Lionel Vinche est de cette trempe. Quand il plonge son pinceau dans l’eau et la couleur, ce n’est jamais pour du futile. Si l’art poétique est le plus sûr moyen pour parvenir sans coup férir jusqu’aux dieux, les voies de cet exercice sont pénibles à plus d’un. Or, Vinche semble se les êtres appropriées depuis toujours. Il a, pour y parvenir, une manière bien à lui de procéder. Qu’il se retrouve face à la mer ou face à n’importe quel environnement, le peintre brosse, comme à plaisir, et il en est bien ainsi, de très petites vignettes emplies de sa petite émotion passagère.
Une émotion que, souvent, il répète à l’envi, variant simplement la composition, la coloration, le style d’écriture, l’impression fugitive et tenace. Chaque instant béni est de la sorte préservé de l’oubli, sorte de journal de bord composé de mini-feuillets alignés à la queue leu leu. Et c’est bien plus tard, de retour dans l’atelier, que le peintre nous fomentera sa petite révolution plastique en nous composant de plus vastes fresques, les petits papiers d’hier, encolés sur une toile, alignant à perte de vue des histoires qui, répétées de vignette en vignette, divulguent ensemble une histoire complète qui a de la pêche, du tonus et dégage une ambiance digne des meilleurs funambules.
Vinche joue ses partitions sur les cordes sensibles du plus délicat des équilibres, entre vérité et irréalité, entre subtilité et cette poésie de l’instant qui se savoure à perte d’haleine. Qui plus est, dans cette exposition, Vinche multiplie les cordes graphiques à son arc et c’est un régal de les découvrir.

Roger-Pierre Turine
La Libre Belgique, Mercredi 16 mars 2005


Chaque jour, Lionel Vinche écrit une page de son carnet de bord.

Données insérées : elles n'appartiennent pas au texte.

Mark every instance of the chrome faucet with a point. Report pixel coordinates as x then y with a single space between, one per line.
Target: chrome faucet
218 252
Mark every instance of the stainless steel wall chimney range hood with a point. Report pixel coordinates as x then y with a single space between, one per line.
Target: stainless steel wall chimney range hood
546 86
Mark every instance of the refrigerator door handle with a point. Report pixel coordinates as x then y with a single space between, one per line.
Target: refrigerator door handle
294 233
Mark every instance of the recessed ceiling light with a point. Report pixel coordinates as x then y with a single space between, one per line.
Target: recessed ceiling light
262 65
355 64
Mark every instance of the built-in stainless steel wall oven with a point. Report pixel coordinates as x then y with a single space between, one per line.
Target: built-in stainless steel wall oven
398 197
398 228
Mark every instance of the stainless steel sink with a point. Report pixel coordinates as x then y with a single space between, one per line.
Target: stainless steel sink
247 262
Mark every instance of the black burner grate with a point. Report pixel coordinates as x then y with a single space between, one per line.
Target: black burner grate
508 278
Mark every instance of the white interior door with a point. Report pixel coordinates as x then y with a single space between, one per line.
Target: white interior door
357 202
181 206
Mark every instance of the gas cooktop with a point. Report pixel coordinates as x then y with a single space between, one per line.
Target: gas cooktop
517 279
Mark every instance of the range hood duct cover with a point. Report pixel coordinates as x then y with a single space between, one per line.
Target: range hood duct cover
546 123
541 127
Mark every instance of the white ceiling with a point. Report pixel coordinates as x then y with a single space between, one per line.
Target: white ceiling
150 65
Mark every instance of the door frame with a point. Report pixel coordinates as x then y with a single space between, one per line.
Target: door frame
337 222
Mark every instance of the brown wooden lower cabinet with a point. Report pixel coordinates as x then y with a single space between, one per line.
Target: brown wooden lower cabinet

Cet ancien bâtelier, devenu artiste par nécessité, nous embarque sur les flots de l’aventure humaine.
Spectateur avide de tout ce qui l’entoure, il nourrit une curiosité de la vie.
Un lapin, une femme, une vache, la mer… Les acteurs et éléments visibles côtoient l’indiscible des sentiments, du souffle, des « ondes » de communication entre les êtres. Ce fascinant mélange s’accomplit dans des saynètes où dessin et écriture s’entremêlent. Le trait devient tantôt image, tantôt parole.
La narration, parfois drôle, parfois critique, est toujours étonnante de vérité. Lionel Vinche revisite le réel en « clair-obscur » – à l’instar de la plupart de ses compositions – et nous offre une vision pertinente et poétique de l’absolu de la vie.
Son œuvre est « le journal d’une vie » qui confronte le visible et l’invisible, le vécu et l’émotion, reflet d’une « joie songeuse », comme l’écrit son ami philosophe Max Loreau.